Historically this has required developers to handcraft the wrappers or bindings, which is error prone and doesn’t scale to broad API coverage. In recent years, given the strong demand for calling Win32 APIs from various languages, several community projects have spawned to provide more strongly typed and idiomatic representations of these wrappers and bindings to provide an improved developer experience and spare developers the overhead of creating them themselves. Some notable projects include PInvoke for .NET and winapi-rs for Rust.
The main challenge with these projects is they are manually maintained, which makes broad and sustained API coverage difficult and costly, and their work doesn’t really benefit other languages.
As owners of the Windows SDK, we wanted to see where we could provide unique value here, take some of the burden off of the community, and make achieving broad and sustainable API coverage across languages a reality.
The result of this is our win32metadata project and corresponding Win32 language projections now in preview on GitHub!
Win32 Metadata
The goal of the win32metadata project is to provide a complete description of the Win32 API surface in metadata so that it can be projected to any language in an automated way, improving correctness and minimizing maintenance overhead. The output of this project is effectively an ECMA-335 compliant Windows metadata file (winmd) published to Nuget.org containing metadata describing the entire Win32 API surface.

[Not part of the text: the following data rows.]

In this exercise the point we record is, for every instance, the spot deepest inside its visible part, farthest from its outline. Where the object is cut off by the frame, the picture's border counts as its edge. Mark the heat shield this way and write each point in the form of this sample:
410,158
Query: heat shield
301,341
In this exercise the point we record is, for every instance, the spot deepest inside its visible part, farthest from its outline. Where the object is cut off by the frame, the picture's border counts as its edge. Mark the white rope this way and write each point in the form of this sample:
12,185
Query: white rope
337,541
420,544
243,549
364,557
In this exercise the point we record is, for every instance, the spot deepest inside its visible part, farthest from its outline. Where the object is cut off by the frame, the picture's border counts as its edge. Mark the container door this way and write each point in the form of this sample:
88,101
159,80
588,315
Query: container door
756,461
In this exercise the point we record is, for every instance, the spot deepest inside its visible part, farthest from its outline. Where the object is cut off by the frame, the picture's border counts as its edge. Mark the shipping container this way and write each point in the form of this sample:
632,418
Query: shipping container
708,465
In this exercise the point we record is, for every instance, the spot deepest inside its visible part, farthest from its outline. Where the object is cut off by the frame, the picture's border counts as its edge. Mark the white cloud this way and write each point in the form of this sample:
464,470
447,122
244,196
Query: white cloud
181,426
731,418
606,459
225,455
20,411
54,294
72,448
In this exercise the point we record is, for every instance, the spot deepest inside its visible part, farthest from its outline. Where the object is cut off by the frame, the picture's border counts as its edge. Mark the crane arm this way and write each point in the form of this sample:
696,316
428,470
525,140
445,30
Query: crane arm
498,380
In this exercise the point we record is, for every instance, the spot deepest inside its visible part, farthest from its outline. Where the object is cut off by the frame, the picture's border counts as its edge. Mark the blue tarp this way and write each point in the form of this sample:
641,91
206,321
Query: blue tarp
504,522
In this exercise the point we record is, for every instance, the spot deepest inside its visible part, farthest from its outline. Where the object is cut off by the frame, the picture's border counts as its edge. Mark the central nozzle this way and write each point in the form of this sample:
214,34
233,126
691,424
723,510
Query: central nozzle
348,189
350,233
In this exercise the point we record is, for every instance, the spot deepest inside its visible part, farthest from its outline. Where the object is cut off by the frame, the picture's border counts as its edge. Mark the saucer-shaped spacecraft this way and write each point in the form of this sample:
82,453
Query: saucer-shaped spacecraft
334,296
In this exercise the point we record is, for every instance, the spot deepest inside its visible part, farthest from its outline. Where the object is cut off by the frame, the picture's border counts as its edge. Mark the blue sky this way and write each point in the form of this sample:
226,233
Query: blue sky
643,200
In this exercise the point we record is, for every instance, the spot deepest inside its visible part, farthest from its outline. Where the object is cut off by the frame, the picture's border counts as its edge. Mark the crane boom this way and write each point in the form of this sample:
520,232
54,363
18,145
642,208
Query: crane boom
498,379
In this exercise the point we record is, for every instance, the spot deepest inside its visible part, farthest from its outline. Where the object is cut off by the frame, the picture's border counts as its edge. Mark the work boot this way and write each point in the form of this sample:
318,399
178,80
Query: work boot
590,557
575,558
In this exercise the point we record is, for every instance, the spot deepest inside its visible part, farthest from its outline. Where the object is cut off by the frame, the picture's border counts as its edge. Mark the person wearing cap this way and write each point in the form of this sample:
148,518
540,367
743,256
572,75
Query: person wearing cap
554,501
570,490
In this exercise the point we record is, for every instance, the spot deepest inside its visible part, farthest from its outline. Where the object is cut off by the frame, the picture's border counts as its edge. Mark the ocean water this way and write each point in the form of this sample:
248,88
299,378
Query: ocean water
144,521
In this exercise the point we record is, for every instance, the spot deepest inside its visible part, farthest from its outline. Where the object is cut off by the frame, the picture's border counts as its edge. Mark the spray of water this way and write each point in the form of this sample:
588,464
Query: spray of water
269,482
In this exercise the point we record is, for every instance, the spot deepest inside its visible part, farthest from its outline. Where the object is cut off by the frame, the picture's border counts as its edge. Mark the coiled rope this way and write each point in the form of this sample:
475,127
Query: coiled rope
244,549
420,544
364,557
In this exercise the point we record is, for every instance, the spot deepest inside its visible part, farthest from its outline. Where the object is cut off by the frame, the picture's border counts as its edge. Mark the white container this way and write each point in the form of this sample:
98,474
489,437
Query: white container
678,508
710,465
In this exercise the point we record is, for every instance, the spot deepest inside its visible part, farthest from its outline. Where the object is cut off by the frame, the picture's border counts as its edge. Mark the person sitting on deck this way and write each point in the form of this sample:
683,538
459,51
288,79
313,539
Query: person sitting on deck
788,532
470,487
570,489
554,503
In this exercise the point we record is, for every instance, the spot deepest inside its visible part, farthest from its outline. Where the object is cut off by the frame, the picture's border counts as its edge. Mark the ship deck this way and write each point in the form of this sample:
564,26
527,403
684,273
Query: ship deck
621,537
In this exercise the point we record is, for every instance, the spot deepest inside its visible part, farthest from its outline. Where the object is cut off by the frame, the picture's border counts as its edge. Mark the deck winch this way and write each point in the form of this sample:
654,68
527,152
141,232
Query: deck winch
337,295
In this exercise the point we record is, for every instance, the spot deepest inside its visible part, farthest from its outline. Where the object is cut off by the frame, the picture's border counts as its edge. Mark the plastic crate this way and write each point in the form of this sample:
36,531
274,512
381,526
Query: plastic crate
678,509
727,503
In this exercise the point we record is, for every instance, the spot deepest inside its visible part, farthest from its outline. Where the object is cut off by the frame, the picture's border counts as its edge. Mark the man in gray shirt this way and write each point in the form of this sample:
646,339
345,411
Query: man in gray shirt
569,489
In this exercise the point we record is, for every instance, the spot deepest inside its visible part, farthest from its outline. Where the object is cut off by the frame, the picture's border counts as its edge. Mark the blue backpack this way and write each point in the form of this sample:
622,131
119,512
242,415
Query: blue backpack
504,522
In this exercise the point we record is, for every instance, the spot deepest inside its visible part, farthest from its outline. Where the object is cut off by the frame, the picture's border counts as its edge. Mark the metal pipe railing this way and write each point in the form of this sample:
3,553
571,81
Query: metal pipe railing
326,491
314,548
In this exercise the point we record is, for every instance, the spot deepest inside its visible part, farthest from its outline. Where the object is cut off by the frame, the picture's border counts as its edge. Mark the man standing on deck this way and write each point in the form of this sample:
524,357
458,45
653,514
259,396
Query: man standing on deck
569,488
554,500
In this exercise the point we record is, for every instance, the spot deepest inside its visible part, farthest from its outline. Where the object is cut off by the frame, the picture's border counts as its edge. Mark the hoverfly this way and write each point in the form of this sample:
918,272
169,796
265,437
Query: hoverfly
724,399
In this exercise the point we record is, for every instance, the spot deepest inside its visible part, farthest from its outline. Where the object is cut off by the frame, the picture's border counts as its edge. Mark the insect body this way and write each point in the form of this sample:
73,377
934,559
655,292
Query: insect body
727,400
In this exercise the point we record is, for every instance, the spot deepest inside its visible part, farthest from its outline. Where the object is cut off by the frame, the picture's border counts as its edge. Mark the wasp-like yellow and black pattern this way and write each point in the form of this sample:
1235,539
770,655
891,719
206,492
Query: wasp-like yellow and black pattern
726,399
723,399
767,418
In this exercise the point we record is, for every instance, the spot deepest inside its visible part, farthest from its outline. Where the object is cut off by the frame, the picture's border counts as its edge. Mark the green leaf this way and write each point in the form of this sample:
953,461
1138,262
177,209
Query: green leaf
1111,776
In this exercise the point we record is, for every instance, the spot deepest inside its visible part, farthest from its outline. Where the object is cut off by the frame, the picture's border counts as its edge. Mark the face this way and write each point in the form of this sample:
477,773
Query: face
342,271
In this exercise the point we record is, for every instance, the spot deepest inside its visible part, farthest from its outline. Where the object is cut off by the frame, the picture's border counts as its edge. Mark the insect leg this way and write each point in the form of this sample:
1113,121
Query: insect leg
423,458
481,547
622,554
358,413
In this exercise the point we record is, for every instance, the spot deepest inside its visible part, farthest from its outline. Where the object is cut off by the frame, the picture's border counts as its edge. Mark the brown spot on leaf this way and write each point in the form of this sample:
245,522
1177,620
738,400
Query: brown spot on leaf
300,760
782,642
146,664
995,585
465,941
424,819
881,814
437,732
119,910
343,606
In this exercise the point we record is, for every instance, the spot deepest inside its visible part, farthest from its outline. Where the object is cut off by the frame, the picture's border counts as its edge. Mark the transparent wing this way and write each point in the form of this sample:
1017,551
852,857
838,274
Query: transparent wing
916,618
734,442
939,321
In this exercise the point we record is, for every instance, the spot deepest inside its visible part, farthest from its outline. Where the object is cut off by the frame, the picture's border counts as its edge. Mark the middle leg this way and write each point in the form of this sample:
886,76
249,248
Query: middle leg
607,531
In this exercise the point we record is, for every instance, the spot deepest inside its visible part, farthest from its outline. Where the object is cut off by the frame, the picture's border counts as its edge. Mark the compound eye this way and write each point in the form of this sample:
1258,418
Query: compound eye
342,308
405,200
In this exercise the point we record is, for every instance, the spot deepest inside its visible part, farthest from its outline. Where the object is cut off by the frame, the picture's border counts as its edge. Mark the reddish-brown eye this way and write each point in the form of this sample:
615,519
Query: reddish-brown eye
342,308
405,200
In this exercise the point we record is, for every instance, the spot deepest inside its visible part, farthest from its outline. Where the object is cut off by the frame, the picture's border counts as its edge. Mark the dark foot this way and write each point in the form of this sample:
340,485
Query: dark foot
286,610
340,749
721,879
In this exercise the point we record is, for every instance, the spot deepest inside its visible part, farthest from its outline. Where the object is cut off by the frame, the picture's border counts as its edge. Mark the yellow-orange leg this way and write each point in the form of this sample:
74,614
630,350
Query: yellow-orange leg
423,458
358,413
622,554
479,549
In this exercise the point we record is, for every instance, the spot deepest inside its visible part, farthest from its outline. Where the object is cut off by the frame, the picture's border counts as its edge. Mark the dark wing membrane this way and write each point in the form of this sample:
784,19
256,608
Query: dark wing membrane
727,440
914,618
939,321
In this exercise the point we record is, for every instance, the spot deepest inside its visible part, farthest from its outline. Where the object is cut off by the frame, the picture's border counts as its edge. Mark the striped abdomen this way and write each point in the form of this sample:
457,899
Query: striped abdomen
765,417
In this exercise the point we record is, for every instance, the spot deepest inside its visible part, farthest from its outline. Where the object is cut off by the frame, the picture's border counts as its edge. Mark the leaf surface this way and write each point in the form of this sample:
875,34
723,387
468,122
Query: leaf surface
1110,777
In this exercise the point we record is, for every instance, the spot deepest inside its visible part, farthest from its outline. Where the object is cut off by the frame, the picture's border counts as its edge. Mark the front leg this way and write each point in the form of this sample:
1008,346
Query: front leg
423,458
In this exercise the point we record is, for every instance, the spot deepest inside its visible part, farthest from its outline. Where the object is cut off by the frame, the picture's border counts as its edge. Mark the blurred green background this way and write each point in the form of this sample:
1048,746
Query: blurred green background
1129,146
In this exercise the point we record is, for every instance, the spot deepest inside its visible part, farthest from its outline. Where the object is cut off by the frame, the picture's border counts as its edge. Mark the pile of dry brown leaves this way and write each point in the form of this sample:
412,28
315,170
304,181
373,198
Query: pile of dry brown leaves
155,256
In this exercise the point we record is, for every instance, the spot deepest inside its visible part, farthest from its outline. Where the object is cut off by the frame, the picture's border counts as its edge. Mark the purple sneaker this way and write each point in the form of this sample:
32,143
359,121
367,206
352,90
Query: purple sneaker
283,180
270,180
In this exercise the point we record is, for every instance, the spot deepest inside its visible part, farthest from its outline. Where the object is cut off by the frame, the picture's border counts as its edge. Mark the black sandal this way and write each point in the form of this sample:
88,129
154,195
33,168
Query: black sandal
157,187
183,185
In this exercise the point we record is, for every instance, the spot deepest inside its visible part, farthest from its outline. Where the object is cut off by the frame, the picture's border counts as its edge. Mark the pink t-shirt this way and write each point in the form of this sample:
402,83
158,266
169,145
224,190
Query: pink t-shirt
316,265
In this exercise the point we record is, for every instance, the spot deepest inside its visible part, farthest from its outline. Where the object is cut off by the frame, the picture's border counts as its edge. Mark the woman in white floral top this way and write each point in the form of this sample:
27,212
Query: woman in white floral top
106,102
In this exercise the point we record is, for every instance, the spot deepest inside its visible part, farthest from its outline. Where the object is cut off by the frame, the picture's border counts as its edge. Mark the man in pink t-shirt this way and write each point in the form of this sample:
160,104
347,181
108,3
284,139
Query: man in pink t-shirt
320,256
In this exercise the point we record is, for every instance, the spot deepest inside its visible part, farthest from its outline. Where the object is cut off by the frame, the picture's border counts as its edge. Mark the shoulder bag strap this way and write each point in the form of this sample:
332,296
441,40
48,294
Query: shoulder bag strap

Win32 APIs have existed for a long time, so accurately describing all of them will take some iteration. We will be developing this tooling in the open and welcome community contributions to ensure an accurate representation of the Win32 API surface that will benefit all languages.
For this metadata to enable developers to call Win32 APIs idiomatically from the language of their choice, we need language projections built on top of it. The first such language projection is C#/Win32.